5. Entire Agreement. This Amendment and all the Loan Documents (collectively, the Relevant Documents), sets forth the entire understanding and agreement of the parties hereto in relation to the subject matter hereof and supersedes any prior negotiations and agreements among the parties relating to such subject matter. No promise, condition, representation or warranty, express or implied, not set forth in the Relevant Documents shall bind any party hereto, and no such party has relied on any such promise, condition, representation or warranty. Each of the parties hereto acknowledges that, except as otherwise expressly stated in the Relevant Documents, no representations, warranties or commitments, express or implied, have been made by any party to the other in relation to the subject matter hereof or thereof. None of the terms or conditions of this Amendment may be changed, modified, waived or canceled orally or otherwise, except in writing and in accordance with Section 10.01 of the Credit Agreement.
6. Full Force and Effect of Loan Documents. Except as hereby specifically amended, modified or supplemented, the Credit Agreement and all other Loan Documents are hereby confirmed and ratified in all respects and shall be and remain in full force and effect according to their respective terms.
7. Counterparts. This Amendment may be executed in any number of counterparts, each of which shall be deemed an original as against any party whose signature appears thereon, and all of which shall together constitute one and the same instrument. Delivery of an executed counterpart of a signature page of this Amendment by telecopy or electronic delivery (including by ..pdf) shall be effective as delivery of a manually executed counterpart of this Amendment.
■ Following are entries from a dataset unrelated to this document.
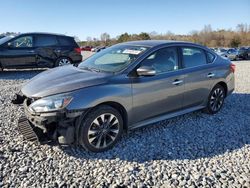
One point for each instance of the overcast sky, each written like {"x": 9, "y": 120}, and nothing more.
{"x": 91, "y": 18}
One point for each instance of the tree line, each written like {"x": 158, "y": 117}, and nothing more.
{"x": 240, "y": 36}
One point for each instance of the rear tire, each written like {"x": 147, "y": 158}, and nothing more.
{"x": 100, "y": 129}
{"x": 61, "y": 61}
{"x": 215, "y": 100}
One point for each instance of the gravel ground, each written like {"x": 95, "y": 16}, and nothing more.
{"x": 192, "y": 150}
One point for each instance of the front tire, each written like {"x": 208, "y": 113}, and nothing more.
{"x": 100, "y": 129}
{"x": 215, "y": 100}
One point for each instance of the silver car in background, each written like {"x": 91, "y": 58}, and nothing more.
{"x": 232, "y": 54}
{"x": 123, "y": 87}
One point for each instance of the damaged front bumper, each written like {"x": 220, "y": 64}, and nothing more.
{"x": 60, "y": 126}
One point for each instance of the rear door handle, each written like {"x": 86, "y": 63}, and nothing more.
{"x": 177, "y": 82}
{"x": 210, "y": 75}
{"x": 57, "y": 51}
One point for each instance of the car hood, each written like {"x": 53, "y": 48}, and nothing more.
{"x": 61, "y": 80}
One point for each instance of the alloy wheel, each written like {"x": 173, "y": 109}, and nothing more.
{"x": 103, "y": 131}
{"x": 217, "y": 99}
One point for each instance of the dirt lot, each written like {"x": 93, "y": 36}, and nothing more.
{"x": 192, "y": 150}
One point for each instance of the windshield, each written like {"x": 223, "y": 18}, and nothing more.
{"x": 113, "y": 59}
{"x": 5, "y": 39}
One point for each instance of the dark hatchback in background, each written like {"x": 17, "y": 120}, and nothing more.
{"x": 38, "y": 50}
{"x": 123, "y": 87}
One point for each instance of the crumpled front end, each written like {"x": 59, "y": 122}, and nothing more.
{"x": 59, "y": 126}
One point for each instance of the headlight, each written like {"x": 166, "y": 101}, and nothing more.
{"x": 52, "y": 103}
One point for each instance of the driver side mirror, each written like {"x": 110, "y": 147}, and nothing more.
{"x": 10, "y": 45}
{"x": 146, "y": 71}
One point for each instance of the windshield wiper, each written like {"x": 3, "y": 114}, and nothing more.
{"x": 91, "y": 69}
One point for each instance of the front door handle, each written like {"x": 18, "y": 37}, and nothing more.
{"x": 177, "y": 82}
{"x": 210, "y": 75}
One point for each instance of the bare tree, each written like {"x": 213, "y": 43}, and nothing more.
{"x": 105, "y": 37}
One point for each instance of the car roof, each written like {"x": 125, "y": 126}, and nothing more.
{"x": 153, "y": 43}
{"x": 43, "y": 33}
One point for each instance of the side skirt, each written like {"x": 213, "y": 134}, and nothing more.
{"x": 164, "y": 117}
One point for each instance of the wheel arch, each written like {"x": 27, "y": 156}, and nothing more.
{"x": 120, "y": 108}
{"x": 224, "y": 85}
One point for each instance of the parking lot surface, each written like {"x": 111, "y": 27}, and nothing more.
{"x": 192, "y": 150}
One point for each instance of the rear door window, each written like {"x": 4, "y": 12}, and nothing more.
{"x": 193, "y": 57}
{"x": 45, "y": 40}
{"x": 66, "y": 41}
{"x": 163, "y": 60}
{"x": 210, "y": 57}
{"x": 23, "y": 42}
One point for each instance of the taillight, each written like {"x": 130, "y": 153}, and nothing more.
{"x": 78, "y": 50}
{"x": 232, "y": 67}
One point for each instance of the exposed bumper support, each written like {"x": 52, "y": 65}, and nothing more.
{"x": 25, "y": 128}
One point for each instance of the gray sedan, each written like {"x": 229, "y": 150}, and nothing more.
{"x": 126, "y": 86}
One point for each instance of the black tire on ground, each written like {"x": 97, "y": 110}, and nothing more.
{"x": 215, "y": 100}
{"x": 100, "y": 129}
{"x": 61, "y": 61}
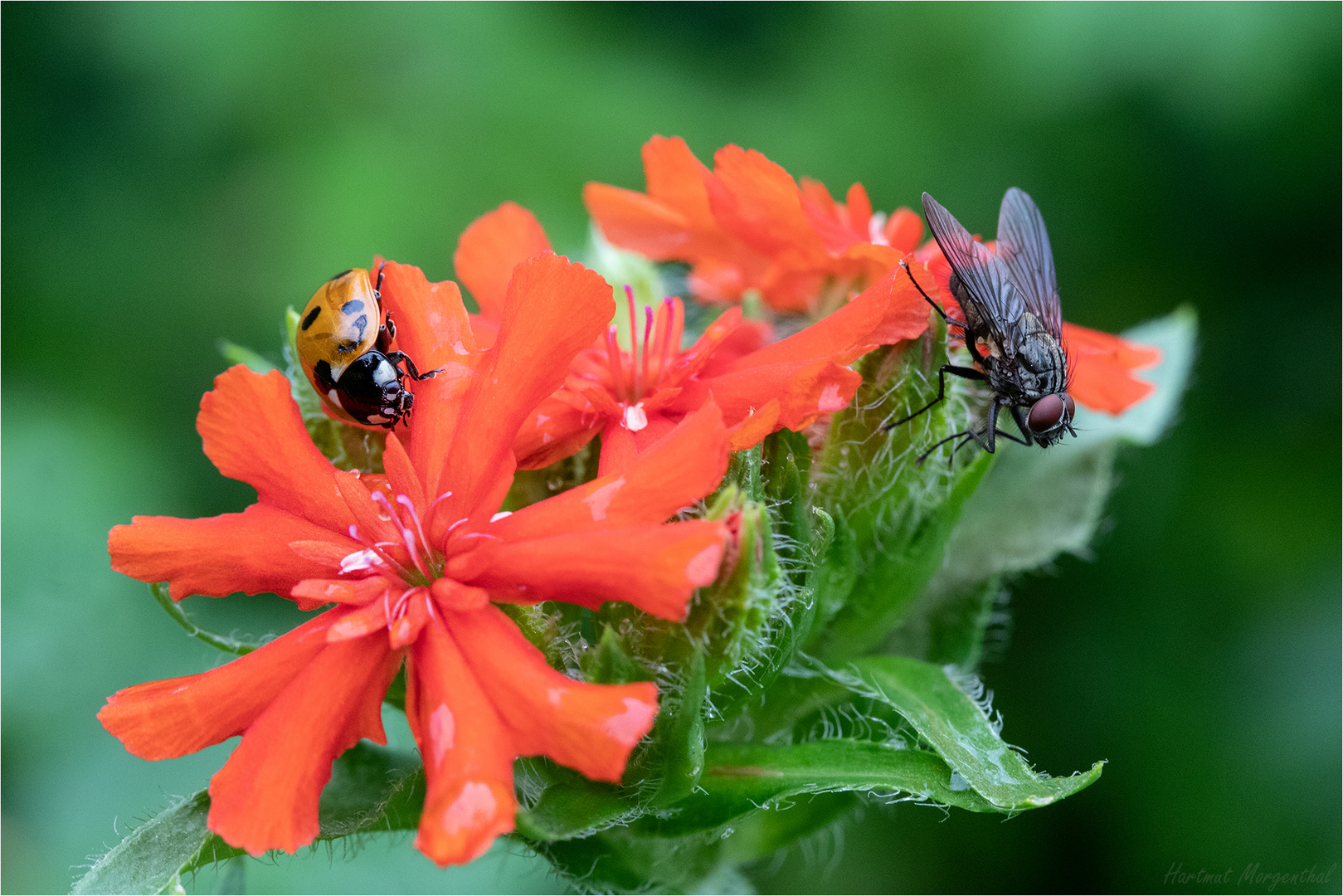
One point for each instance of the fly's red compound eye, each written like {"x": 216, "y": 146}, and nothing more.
{"x": 1048, "y": 412}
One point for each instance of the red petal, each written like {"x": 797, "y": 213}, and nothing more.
{"x": 431, "y": 323}
{"x": 904, "y": 230}
{"x": 754, "y": 427}
{"x": 842, "y": 336}
{"x": 356, "y": 592}
{"x": 553, "y": 310}
{"x": 759, "y": 202}
{"x": 492, "y": 247}
{"x": 221, "y": 555}
{"x": 468, "y": 752}
{"x": 637, "y": 222}
{"x": 179, "y": 716}
{"x": 253, "y": 431}
{"x": 581, "y": 726}
{"x": 552, "y": 433}
{"x": 674, "y": 176}
{"x": 618, "y": 450}
{"x": 266, "y": 794}
{"x": 359, "y": 622}
{"x": 401, "y": 473}
{"x": 668, "y": 477}
{"x": 654, "y": 567}
{"x": 907, "y": 309}
{"x": 1100, "y": 377}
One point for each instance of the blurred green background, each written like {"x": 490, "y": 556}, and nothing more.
{"x": 179, "y": 173}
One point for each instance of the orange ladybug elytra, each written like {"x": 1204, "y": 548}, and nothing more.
{"x": 344, "y": 353}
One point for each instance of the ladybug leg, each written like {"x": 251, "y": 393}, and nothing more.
{"x": 397, "y": 358}
{"x": 386, "y": 334}
{"x": 969, "y": 373}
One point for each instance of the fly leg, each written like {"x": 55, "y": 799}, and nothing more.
{"x": 935, "y": 305}
{"x": 398, "y": 358}
{"x": 969, "y": 373}
{"x": 987, "y": 441}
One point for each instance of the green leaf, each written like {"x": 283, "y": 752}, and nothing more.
{"x": 153, "y": 856}
{"x": 962, "y": 733}
{"x": 371, "y": 789}
{"x": 1145, "y": 423}
{"x": 765, "y": 833}
{"x": 531, "y": 486}
{"x": 173, "y": 609}
{"x": 1037, "y": 504}
{"x": 742, "y": 779}
{"x": 610, "y": 664}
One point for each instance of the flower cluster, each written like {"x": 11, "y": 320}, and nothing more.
{"x": 416, "y": 564}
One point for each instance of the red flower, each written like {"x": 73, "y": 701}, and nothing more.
{"x": 747, "y": 225}
{"x": 634, "y": 398}
{"x": 1102, "y": 363}
{"x": 416, "y": 563}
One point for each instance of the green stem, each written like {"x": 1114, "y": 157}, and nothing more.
{"x": 173, "y": 609}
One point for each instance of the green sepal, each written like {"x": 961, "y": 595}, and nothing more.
{"x": 785, "y": 473}
{"x": 531, "y": 486}
{"x": 680, "y": 735}
{"x": 898, "y": 561}
{"x": 610, "y": 664}
{"x": 892, "y": 514}
{"x": 371, "y": 789}
{"x": 546, "y": 626}
{"x": 950, "y": 631}
{"x": 566, "y": 805}
{"x": 961, "y": 731}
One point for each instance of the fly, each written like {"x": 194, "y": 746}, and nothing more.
{"x": 1013, "y": 324}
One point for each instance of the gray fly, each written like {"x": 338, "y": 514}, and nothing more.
{"x": 1013, "y": 324}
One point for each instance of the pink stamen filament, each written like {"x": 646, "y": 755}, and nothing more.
{"x": 614, "y": 358}
{"x": 412, "y": 547}
{"x": 377, "y": 548}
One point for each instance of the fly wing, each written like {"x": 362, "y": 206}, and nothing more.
{"x": 1024, "y": 247}
{"x": 989, "y": 281}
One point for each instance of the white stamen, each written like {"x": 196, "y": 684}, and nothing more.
{"x": 359, "y": 561}
{"x": 634, "y": 416}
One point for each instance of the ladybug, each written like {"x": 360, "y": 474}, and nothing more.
{"x": 344, "y": 353}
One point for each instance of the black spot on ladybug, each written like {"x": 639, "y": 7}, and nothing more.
{"x": 323, "y": 371}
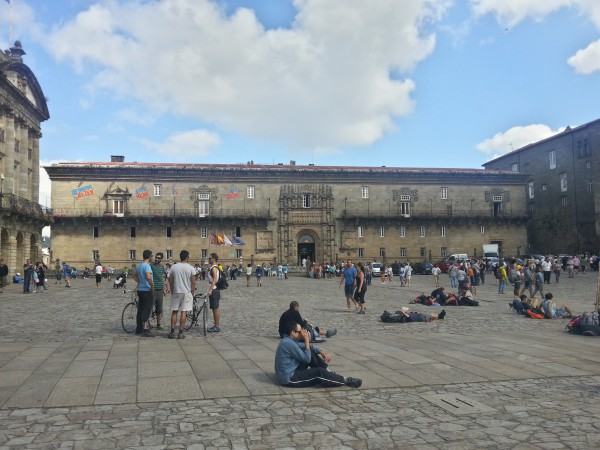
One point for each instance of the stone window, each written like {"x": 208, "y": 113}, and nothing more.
{"x": 306, "y": 201}
{"x": 552, "y": 159}
{"x": 563, "y": 182}
{"x": 203, "y": 204}
{"x": 530, "y": 189}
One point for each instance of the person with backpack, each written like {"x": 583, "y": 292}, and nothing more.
{"x": 214, "y": 295}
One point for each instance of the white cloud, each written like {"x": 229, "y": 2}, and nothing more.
{"x": 323, "y": 82}
{"x": 586, "y": 60}
{"x": 511, "y": 12}
{"x": 515, "y": 138}
{"x": 187, "y": 144}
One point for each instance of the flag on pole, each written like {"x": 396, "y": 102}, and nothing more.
{"x": 237, "y": 241}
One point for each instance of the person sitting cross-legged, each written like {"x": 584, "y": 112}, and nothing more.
{"x": 299, "y": 364}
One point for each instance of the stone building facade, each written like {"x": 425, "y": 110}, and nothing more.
{"x": 283, "y": 213}
{"x": 22, "y": 109}
{"x": 563, "y": 198}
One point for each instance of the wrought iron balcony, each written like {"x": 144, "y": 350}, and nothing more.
{"x": 13, "y": 204}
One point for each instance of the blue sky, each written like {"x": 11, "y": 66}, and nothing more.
{"x": 408, "y": 83}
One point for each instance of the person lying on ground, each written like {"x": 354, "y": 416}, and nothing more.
{"x": 299, "y": 364}
{"x": 552, "y": 311}
{"x": 293, "y": 315}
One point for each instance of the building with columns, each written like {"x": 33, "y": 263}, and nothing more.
{"x": 281, "y": 213}
{"x": 22, "y": 109}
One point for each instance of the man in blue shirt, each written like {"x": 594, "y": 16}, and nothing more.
{"x": 145, "y": 288}
{"x": 349, "y": 276}
{"x": 299, "y": 364}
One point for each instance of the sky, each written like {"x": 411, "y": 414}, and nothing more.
{"x": 403, "y": 83}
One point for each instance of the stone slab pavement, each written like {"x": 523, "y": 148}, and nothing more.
{"x": 482, "y": 378}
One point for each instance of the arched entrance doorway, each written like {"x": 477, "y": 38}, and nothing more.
{"x": 306, "y": 247}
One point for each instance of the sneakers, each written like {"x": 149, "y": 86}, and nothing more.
{"x": 353, "y": 382}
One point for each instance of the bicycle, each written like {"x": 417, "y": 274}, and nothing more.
{"x": 199, "y": 311}
{"x": 129, "y": 315}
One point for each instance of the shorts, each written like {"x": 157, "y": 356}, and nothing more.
{"x": 214, "y": 299}
{"x": 349, "y": 290}
{"x": 158, "y": 300}
{"x": 182, "y": 302}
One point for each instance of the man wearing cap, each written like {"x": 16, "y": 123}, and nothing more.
{"x": 145, "y": 287}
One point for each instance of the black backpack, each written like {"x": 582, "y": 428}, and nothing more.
{"x": 222, "y": 283}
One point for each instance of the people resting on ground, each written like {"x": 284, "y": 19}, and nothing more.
{"x": 300, "y": 364}
{"x": 552, "y": 310}
{"x": 293, "y": 315}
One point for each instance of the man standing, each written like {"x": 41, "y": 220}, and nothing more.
{"x": 214, "y": 295}
{"x": 299, "y": 364}
{"x": 28, "y": 275}
{"x": 98, "y": 272}
{"x": 158, "y": 278}
{"x": 349, "y": 280}
{"x": 3, "y": 275}
{"x": 143, "y": 277}
{"x": 182, "y": 280}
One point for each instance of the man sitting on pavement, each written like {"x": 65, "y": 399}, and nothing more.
{"x": 299, "y": 364}
{"x": 293, "y": 315}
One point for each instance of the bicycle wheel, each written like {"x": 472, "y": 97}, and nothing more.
{"x": 129, "y": 317}
{"x": 189, "y": 320}
{"x": 205, "y": 317}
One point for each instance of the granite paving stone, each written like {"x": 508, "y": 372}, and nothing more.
{"x": 84, "y": 384}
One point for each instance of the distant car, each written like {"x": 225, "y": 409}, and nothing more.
{"x": 376, "y": 269}
{"x": 423, "y": 268}
{"x": 445, "y": 264}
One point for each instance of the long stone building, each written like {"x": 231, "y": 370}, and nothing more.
{"x": 563, "y": 198}
{"x": 22, "y": 109}
{"x": 113, "y": 210}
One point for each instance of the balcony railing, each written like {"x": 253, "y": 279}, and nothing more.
{"x": 163, "y": 213}
{"x": 425, "y": 213}
{"x": 22, "y": 206}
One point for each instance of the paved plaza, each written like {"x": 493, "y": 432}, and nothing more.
{"x": 482, "y": 378}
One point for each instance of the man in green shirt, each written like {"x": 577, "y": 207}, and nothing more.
{"x": 158, "y": 277}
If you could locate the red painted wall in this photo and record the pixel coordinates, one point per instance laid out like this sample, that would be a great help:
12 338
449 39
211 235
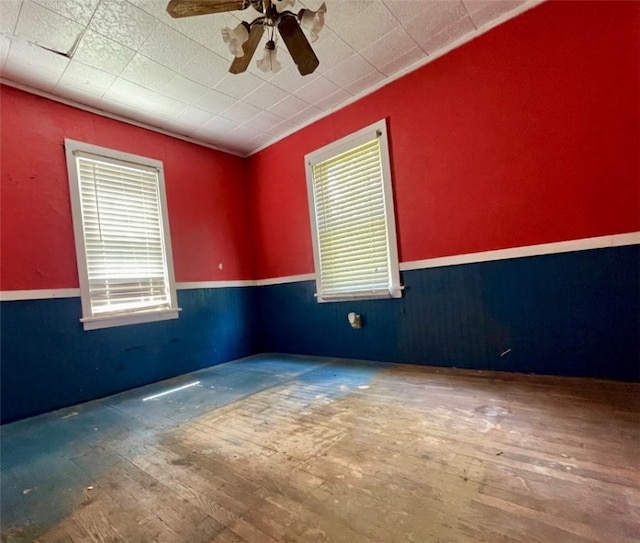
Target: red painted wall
526 135
206 195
8. Governing Law. This Amendment shall in all respects be governed by, and construed in accordance with, the laws of the State of North Carolina applicable to contracts executed and to be performed entirely within such State, and shall be further subject to the provisions of Section 10.14 of the Credit Agreement.
9. Enforceability. Should any one or more of the provisions of this Amendment be determined to be illegal or unenforceable as to one or more of the parties hereto, all other provisions nevertheless shall remain effective and binding on the parties hereto.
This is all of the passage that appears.